Indeed, recent history is replete with examples of public and private employers suffering the consequences of such recordings, with the ubiquity of smartphones and other common electronic devices with recording capacity heightening these hazards. While employers can take steps to prevent employees from using these devices, both state and federal law speak to the legality of such steps.
Employers should be aware that the legality of recording conversations is governed primarily by state law. Some states permit the clandestine recording of conversations where at least one party to the conversation is aware of the recording (single-party consent). Other states require every party to the conversation to give permission to be recorded (all-party consent). Still other jurisdictions utilize variations of these two approaches. Thus, the legality of workplace record often depends on where the recording occurs.

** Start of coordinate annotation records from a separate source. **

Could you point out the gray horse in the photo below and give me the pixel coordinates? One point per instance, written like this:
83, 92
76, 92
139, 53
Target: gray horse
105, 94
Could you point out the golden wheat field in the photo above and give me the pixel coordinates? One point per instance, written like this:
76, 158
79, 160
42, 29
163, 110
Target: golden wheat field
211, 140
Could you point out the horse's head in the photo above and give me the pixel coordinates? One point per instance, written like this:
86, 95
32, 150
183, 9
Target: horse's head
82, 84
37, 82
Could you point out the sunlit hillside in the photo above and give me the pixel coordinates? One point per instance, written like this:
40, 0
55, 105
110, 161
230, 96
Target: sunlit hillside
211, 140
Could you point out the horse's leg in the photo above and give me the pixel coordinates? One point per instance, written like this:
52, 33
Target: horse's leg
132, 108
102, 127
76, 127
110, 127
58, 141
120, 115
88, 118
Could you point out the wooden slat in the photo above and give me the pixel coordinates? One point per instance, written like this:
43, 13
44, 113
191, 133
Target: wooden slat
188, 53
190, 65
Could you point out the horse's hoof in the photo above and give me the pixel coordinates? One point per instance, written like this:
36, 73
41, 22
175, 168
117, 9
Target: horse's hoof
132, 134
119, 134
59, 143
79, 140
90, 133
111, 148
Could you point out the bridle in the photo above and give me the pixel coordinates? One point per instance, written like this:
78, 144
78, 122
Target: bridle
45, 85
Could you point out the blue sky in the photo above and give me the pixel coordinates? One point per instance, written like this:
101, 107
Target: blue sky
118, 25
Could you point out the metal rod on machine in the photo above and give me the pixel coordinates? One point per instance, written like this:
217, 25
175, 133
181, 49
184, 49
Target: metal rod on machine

In the Washington, D.C., metro area, for example, Virginia is a single-party consent state, Maryland is an all-party consent state, and in the District of Columbia, a person may record a conversation if at least one party is aware of the recording, but the act becomes illegal if the recording is subsequently used to commit a crime or tortious act. To learn where each state stands on the issue, consult this high-level summary prepared by the Reporters Committee for Freedom of the Press, discussing eavesdropping laws in all 50 states.

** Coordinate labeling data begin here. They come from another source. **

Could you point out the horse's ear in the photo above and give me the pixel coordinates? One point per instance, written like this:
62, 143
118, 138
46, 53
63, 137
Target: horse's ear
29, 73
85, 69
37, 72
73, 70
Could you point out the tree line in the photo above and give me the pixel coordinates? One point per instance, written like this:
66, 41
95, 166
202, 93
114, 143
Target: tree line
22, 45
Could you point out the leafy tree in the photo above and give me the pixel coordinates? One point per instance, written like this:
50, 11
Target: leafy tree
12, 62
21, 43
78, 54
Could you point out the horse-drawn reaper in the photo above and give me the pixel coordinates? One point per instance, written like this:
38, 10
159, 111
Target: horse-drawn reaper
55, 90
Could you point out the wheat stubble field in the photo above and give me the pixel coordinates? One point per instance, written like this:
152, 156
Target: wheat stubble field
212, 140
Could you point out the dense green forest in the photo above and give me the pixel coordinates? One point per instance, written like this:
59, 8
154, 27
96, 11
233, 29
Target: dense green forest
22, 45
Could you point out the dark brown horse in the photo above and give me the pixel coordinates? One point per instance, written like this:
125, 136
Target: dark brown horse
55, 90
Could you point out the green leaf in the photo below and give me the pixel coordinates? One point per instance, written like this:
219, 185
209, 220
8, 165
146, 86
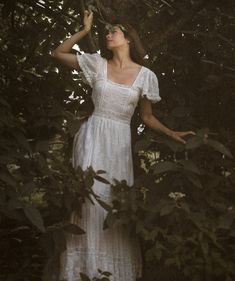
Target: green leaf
173, 145
193, 142
219, 147
84, 277
73, 228
195, 180
165, 166
101, 179
89, 181
104, 205
34, 216
167, 209
190, 166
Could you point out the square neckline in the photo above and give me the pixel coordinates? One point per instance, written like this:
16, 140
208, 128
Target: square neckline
120, 84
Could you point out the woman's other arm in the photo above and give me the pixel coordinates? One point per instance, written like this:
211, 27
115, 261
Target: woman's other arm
151, 121
62, 52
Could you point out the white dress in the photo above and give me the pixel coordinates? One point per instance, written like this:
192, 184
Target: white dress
104, 142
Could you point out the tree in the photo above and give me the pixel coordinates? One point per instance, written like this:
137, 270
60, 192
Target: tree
190, 47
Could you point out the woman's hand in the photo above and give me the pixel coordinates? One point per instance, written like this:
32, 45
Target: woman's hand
87, 21
178, 136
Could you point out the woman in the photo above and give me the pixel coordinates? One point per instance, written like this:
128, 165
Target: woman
104, 142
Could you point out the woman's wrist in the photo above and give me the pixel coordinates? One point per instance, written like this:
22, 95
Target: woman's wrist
87, 29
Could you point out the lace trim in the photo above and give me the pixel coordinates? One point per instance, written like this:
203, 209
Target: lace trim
116, 116
154, 97
77, 260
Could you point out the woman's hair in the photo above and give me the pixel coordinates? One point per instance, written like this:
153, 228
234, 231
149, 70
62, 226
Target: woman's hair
137, 51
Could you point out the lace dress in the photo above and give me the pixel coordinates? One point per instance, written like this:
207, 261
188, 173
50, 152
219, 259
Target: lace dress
104, 142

Employers’ attempts to ban workplace recording once ran afoul of federal labor law. In a 2015 decision, Whole Foods Market, Inc., the National Labor Relations Board (NLRB) ruled that an employer rule banning all audio and video recording in the workplace without supervisor consent violated the National Labor Relations Act (NLRA). The NLRB found that “[p]hotography and audio or video recording in the workplace, as well as the posting of photographs and recordings on social media, are protected by Section 7 if employees are acting in concert for their mutual aid and protection and no overriding employer interest is present.” The NLRB specified that “recording images of protected picketing, documenting unsafe workplace equipment or hazardous working conditions, documenting and publicizing discussions about terms and conditions of employment, documenting inconsistent application of employer rules, or recording evidence to preserve it for later use in administrative or judicial forums in employment-related actions” would all be protected.

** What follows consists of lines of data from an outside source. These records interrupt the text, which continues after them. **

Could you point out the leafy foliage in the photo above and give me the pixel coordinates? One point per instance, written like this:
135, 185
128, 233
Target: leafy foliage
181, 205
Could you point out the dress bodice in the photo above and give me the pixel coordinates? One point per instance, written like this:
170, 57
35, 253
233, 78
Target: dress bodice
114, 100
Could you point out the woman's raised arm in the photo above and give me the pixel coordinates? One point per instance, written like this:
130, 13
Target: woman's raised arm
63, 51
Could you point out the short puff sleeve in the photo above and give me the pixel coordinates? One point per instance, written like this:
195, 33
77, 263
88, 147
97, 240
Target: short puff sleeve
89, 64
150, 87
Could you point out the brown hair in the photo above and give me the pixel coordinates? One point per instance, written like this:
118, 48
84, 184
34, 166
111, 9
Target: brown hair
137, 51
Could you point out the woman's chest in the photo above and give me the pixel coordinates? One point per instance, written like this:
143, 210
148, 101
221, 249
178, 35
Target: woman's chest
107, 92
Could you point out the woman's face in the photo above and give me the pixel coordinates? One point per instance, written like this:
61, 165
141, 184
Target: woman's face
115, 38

Fortunately for employers, the NLRB reassessed this position in a late 2017 decision, The Boeing Company. (For details, see McGuireWoods’ December 2017 alert “NLRB Overturns Three Obama-Era Decisions on Labor-Management Relations.”) In Boeing, the NLRB established a new test for evaluating whether the maintenance of facially neutral policies violates the NLRA. The NLRB now weighs the nature and extent of the potential impact on NLRA-protected rights against the legitimate justifications associated with the policy. In applying this new test to the employer’s no-photography rule, the NLRB in Boeing determined that the employer’s maintenance of such a rule was lawful because the rule had legitimate justifications and little impact on NLRA-protected rights.
Subsequent to the Boeing decision, the NLRB general counsel issued Memorandum 18-4, which, among other things, applied the new Boeing test to employer rules prohibiting recording in the workplace. The general counsel takes the position that simply maintaining a no-recording rule, like the no-photography rule at issue in Boeing, is lawful because the rule has “little impact on NLRA-protected rights” and may even promote Section 7 activity by encouraging open discussion and exchange of ideas.
However, as recognized by the general counsel, the NLRB in Boeing specifically noted that the decision applies only to the maintenance of facially neutral rules. Rules that specifically ban protected concerted activity, or that are promulgated directly in response to organizing or other protected concerted activity, remain unlawful. Moreover, the NLRB held that the application of a facially neutral rule against employees engaged in protected concerted activity is still unlawful.
To assess and respond to the risk of employees recording workplace conversations, employers should understand the law governing recordings in their individual states. If the state has adopted an all-party consent law, employers should feel relatively comfortable that employees cannot record their conversations without subjecting themselves to serious penalties. Nevertheless, these employers (and all employers operating in multiple jurisdictions and one-party consent states) should consider instituting policies regulating the practice of recording in the workplace. These policies should clearly prohibit this activity and notify employees that violating the policy could result in discipline, up to and including termination. Such a policy should help dissuade employees from recording managers or coworkers without their consent and gives employers recourse to discipline employees who violate the policy.
While no policy can prevent disgruntled former employees from using or publicizing recordings they have already made, instituting a no-recording policy may help dissuade employees from creating those recordings in the first place.